Oral Presentation 14th Lorne Infection and Immunity 2024

Specific gut microbiota modulates intestinal epithelial cell signalling and inflammation (#58)

Michelle Chonwerawong 1 2 , Gemma DAdamo 1 2 , Linden J Gearing 1 2 , Vanessa Rossetto Marcelino 3 4 , Jodee A Gould 1 5 , Emily L Rutten 1 2 , Trevor J Wilson 5 , Tamblyn Thomason 1 2 , Emily L Gulliver 1 2 , Kitty McCaffrey 1 2 , Eva Chan 1 2 , Garrett Ng 1 2 , Paul J Hertzog 1 2 , Edward M Giles 1 6 , Samuel C Forster 1 2
  1. Centre for Innate Immunity and Infectious Diseases, Hudson Institute of Medical Research, Clayton, VIC, Australia
  2. Department of Molecular and Translational Sciences, Monash University, Clayton, VIC, Australia
  3. Melbourne Integrative Genomics, The Univerity of Melbourne, Melbourne, VIC, Australia
  4. Department of Microbiology and Immunology, Peter Doherty Institute, Melbourne, VIC, Australia
  5. MHTP Medical Genomics Facility, Hudson Institute of Medical Research, Clayton, VIC, Australia
  6. Department of Paediatrics, Monash Health, Clayton, VIC, Australia

The gastrointestinal microbiome plays key roles in the development and modulation of innate immune responses. Despite these known associations, mechanistic understanding of the host-microbiota interactions in the gut remains poorly understood. This greatly limits our ability to functionally define the role of the microbiome in heterogenous diseases associated with the gut such as inflammatory bowel disease (IBD). We performed site-specific bacterial culturing on patient intestinal biopsies (IBD and control) and integrated this culture-dependent approach with bacterial metagenomic and host transcriptional analysis. We found that specific bacterial clades that were closely related phylogenetically, were associated with distinct host inflammatory signatures.

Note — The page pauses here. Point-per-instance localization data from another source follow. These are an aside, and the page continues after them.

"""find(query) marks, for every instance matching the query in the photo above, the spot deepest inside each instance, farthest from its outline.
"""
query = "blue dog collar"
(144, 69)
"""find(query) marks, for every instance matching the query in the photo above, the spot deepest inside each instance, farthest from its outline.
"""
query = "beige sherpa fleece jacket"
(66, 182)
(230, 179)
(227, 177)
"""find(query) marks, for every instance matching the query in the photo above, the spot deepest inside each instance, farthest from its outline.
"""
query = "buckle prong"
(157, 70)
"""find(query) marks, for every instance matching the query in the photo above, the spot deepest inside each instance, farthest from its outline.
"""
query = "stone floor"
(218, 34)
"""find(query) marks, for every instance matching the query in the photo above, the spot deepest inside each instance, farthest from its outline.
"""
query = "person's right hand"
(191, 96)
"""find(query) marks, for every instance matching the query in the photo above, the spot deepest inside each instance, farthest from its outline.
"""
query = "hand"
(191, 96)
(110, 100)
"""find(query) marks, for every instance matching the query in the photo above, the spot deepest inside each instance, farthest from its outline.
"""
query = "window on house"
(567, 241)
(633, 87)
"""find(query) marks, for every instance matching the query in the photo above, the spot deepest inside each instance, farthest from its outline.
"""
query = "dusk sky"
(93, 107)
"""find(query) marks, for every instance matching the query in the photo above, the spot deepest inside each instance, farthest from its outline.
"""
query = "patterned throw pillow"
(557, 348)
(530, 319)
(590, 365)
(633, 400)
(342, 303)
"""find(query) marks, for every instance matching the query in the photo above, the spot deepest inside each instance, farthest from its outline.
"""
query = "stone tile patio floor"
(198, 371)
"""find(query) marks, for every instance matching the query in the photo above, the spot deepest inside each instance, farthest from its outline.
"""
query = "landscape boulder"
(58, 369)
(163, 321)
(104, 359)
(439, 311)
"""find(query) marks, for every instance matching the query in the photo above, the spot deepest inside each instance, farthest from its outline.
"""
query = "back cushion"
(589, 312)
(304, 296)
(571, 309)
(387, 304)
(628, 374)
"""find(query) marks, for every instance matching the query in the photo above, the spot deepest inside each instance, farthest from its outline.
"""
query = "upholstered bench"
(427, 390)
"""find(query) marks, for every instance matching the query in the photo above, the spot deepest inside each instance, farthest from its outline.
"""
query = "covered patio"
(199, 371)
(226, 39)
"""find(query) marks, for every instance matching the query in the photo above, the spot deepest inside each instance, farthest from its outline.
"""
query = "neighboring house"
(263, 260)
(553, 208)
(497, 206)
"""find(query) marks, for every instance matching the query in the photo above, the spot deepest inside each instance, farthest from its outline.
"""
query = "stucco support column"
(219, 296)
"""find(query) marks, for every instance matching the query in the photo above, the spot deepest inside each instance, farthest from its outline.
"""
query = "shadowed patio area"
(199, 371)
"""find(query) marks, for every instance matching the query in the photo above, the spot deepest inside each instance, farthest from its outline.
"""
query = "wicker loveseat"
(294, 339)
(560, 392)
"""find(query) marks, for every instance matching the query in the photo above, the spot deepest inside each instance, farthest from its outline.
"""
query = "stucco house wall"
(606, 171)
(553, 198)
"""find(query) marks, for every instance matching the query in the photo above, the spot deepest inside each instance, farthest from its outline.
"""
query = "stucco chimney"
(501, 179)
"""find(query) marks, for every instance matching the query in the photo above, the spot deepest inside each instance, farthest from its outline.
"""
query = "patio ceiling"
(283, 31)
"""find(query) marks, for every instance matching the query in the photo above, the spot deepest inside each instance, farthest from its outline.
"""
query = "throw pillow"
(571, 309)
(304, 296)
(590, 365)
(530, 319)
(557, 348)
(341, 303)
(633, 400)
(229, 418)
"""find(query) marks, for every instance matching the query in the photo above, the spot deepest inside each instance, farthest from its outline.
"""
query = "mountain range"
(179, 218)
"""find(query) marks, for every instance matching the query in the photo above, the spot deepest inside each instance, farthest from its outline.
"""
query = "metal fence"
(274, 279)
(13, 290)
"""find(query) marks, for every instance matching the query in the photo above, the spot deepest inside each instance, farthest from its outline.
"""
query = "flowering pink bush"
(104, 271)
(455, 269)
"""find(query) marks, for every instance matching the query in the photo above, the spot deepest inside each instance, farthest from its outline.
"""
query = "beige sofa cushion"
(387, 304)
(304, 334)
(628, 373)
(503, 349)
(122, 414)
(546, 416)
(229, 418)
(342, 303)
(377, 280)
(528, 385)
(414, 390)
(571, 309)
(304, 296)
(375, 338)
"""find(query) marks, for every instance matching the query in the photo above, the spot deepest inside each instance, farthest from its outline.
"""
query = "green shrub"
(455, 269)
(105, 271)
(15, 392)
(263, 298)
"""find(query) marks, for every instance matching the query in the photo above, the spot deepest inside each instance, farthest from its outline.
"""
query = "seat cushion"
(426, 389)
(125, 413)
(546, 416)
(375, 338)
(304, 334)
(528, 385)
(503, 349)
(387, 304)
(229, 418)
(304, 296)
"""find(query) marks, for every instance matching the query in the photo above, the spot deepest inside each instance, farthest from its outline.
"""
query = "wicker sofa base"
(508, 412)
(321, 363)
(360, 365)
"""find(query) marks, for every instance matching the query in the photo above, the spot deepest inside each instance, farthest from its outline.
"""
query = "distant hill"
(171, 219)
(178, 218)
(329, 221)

Co-culturing these bacteria with Caco2 epithelial cells and colonic organoid monolayers demonstrated a clade-specific cell death phenotype associated with the unfolded protein response (UPR) and endoplasmic reticulum (ER) stress pathways which are signalling processes known to be associated with regulation of epithelial cells and intestinal immunity implicated in IBD. This phenotype was dependent on direct bacterial-cell contact with Caco2 cells; however, the response was abrogated upon treatment of cells with heat-killed bacteria. In addition, we demonstrated that the cytokine IL-6, was induced following stimulation of Caco2 cells with clade-specific bacteria. Cell-free conditioned media from bacterial-stimulated epithelial cells also resulted in transcriptional modulation of ER stress pathways in Caco2 cells suggesting that there may be microbial and host mediators previously unknown that act to regulate epithelial cell death and stress signalling associated with intestinal inflammatory responses. Given that there are significant knowledge gaps in the pathophysiology of IBD and the microbiome, a comprehensive understanding of how specific bacteria modulate host cell responses will provide insight into the development of targeted microbial-based treatments for IBD and for microbiome-related diseases beyond the gut.